Na montagem, a história de Cora Coralina é dividida em três etapas: da sua infância em Goiás até o momento em que ela deixa a cidade para viver com seu marido, o retorno à cidade natal – período em que começa a vender doces – até o encontro com o doutor Barbosa, amigo que a motivou a publicar seu primeiro livro, ficando conhecida nacionalmente só muitos anos depois com a publicação de um artigo de Carlos Drummond de Andrade no Jornal do Brasil, que a considerou a pessoa mais importante de Goiás.
A 1ª versão do texto foi escrita na oficina de dramaturgia da Funarte (SEMDA) coordenada por Chico de Assis no Teatro de Arena Eugênio Kusnet, período no qual o autor visitou pela primeira vez a cidade de Goiás, terra de Cora Coralina. “A ideia sempre foi a de criar uma peça que motivasse o público a perseguir seus sonhos por meio da história de Cora, que só conseguiu publicar seu primeiro livro quando já tinha 75 anos de idade”, explica Mauro.
Além da biografia escrita por Vivência – a última filha viva de Cora Coralina – o dramaturgo também utilizou os próprios poemas de Cora para retratar a forma com que ela encarou sua infância. “As personagens Cora e Aninha interagem em cena, trazendo primeiramente as recordações da infância e adolescência e posteriormente os conflitos vividos pela poetisa até se tornar uma escritora reconhecida”, esclarece Mauro.
Amélia Bittencourt, intérprete de Cora Coralina na terceira idade, já havia trabalhado com Lavínia Pannunzio em 1995, na peça Atos e Omissões.
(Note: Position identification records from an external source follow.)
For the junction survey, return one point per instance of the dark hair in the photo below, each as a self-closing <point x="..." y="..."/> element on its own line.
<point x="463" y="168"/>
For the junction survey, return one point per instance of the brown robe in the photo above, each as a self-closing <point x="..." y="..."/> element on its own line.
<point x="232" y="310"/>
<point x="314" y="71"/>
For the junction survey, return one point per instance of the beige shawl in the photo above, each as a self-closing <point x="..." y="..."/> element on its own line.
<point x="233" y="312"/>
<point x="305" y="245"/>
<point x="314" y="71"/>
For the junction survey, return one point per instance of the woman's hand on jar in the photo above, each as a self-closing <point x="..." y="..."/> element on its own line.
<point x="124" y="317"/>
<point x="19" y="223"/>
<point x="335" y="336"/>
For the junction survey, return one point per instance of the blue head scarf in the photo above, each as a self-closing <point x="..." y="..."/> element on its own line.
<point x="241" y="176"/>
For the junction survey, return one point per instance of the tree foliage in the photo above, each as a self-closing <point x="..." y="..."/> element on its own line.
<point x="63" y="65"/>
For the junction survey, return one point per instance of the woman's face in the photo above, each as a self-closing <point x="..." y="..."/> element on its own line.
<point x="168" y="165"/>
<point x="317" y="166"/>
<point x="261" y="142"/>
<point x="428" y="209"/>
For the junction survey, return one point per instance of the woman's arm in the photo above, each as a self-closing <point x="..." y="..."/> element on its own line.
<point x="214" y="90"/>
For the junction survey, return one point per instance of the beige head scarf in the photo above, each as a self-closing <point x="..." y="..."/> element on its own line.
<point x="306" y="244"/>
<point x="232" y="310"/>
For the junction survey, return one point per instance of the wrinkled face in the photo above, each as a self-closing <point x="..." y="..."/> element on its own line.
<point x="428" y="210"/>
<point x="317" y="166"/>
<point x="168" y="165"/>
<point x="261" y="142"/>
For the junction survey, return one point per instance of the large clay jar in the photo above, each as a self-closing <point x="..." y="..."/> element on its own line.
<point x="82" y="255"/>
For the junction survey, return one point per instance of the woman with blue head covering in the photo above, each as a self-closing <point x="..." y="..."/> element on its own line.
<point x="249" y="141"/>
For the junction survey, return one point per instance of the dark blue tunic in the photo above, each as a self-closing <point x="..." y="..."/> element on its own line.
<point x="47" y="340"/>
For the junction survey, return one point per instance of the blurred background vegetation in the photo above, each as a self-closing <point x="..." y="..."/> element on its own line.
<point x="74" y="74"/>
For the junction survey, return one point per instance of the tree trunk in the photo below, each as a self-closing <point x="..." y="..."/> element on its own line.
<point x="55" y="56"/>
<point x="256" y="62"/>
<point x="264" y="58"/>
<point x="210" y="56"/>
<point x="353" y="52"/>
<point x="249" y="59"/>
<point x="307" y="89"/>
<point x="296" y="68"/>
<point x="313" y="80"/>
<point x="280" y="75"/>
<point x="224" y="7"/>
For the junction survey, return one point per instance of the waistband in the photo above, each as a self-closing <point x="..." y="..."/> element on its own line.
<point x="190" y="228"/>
Nesta ocasião, ambas como atrizes. Veio da diretora o convite para Amélia viver Cora Coralina no teatro. “Eu fiquei muito contente quando Lavínia me chamou para o projeto. A Cora é uma personagem apaixonante. Uma pessoa que com tantas dificuldades e dor na infância conseguiu se sobrepor a tudo isso e viver uma vida poética. Ela resistiu, por mais difícil que fosse o seu caminho, e isso me encantou muito, assim como a garra e o peito aberto para sair de uma cidade tão conservadora e seguir seu sonho”, conta Amélia.
Anna Cecília Junqueira, atriz que representa a infância de Cora, foi indicada por Mauro Hirdes desde o início do projeto. “O meu personagem é a invenção da infância da Cora que está nos livros dela. Essa personagem é a semente de tudo que ela virou. A Cora Coralina é uma figura exemplar do feminino. Ela é guerreira, política, mulher que congrega, que movimenta a cidade, e tudo isso carregado de uma carga de poesia na própria vida que ela traz nos seus textos”, relata Anna.
O fiel amigo de Cora Coralina - doutor Barbosa – que presenteou a amiga com uma máquina de escrever e a motiva a organizar seus escritos, é interpretado por Josué Torres. “Antes da chegada do doutor Barbosa, Cora não se enxergava como escritora. Ela se via como uma doceira que tinha prazer em escrever. Na peça estamos tratando ele como um anjo que vem dar voz à Cora Coralina que ficou escondida por mais de 60 anos. Ele é o personagem que vem desvendar essa figura que está presa ali no meio de tanto açúcar”, ilustra Josué.